One of my first memories of Shabbat is a vision of the beauty of the Shabbat candles. Accompanying this memory is the first Shabbat restriction that I recall learning: "We don't touch the Shabbat candles or move them." As I noted in an earlier piece, for our Sages, the Shabbat lights are a way of ensuring shalom bayit—household harmony. One cannot eat, rejoice, or spend meaningful time with family in pitch darkness, but a lighted candle (or oil lamp, in an earlier time) is also an object of anxiety for our Sages. The temptation to move the lamp from place to place can be great: I might want light in my bedroom, as well as my kitchen. The problem here is that the light may go out from the jostling it receives as I retreat down the hall, lamp in hand. Recall that extinguishing is a forbidden labor.

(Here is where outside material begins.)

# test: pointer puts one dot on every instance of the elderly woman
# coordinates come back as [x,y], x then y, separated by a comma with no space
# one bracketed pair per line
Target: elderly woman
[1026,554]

Rabbi Shimon's position looks eminently reasonable. Once the light goes out, then, and only then, may one remove the empty lamp. Rabbi Meir agrees with this position, but moves to outlaw another kind of lamp. If one knows that a lamp has been lit on Shabbat, either by a non-Jew or a Shabbat violator, the lamp must remain in its spot until Shabbat concludes. This is unlike the lamp lit at the onset of Shabbat that may be moved once the fuel has burned up, to make room for other items. At first the requirement to leave the Shabbat violator's lamp untouched, even after the fuel is consumed, seems punitive. However, Rabbi Meir's decree has its own logic: the lamp was withdrawn from our Shabbat existence by forbidden labor, so we withdraw from it—drawing our own boundaries in space for the sake of preserving sacred time.